When the Human Genome Project completed the sequencing of a single individual’s DNA in 2003, the price tag for that epochal accomplishment was a staggering $2 billion. Today, the technology for doing the same thing costs $4,000 to $5,000—and soon could cost less than $1,000.
That’s “an incredible return” on the government’s investment in medical technology, notes Teri Manolio (fellow, general internal medicine, 1984-87), who directs the Division of Genomic Medicine in the NIH’s National Human Genome Research Institute.
Given the rapid advances in technology, Manolio envisions that within another 10 years, medical centers will have the infrastructure in place for physicians to scan a patient’s genome, similar to the way “they scan a chest x-ray now” or review an EKG. This will enable doctors “to understand many more of the [genetic] variations that influence people’s disease—their disease risk as well as how they respond to drugs and other things.”
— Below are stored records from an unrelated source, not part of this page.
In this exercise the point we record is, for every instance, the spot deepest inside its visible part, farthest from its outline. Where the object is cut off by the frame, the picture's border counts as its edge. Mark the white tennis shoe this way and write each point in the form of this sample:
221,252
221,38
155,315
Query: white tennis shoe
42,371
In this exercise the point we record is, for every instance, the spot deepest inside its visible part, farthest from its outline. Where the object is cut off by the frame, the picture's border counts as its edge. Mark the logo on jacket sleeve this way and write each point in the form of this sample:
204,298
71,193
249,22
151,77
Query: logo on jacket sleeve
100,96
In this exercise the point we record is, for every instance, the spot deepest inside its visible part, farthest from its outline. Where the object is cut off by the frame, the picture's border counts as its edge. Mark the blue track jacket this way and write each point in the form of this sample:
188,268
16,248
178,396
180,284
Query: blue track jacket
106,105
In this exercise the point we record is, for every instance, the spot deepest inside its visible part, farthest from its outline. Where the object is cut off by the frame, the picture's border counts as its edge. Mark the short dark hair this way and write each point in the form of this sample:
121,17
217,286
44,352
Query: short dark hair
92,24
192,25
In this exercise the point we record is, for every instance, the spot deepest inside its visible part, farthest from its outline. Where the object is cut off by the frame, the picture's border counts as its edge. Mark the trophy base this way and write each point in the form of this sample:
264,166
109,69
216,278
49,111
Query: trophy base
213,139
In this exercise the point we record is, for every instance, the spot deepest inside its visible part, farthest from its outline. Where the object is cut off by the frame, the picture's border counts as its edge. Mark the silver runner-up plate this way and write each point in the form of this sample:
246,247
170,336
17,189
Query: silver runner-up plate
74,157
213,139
As director of the Division of Genomic Medicine, which has a $40 million annual budget, Manolio and her colleagues have been pursuing the complex integration of genomic data into existing national NIH studies, such as the Cardiovascular Health Study, the Multi-Ethnic Study of Atherosclerosis, and the Jackson Heart Study. She also is leading the development of guidelines for sharing genomic data widely with protections for participant confidentiality.
Manolio, who holds a PhD in human genetics and genetic epidemiology from the Bloomberg School, calls the NIH, the “best place to work outside of Hopkins.”
Despite a grueling schedule, Manolio finds a day a week to ride her horse, Felice Día, which means “Happy Day” in Spanish.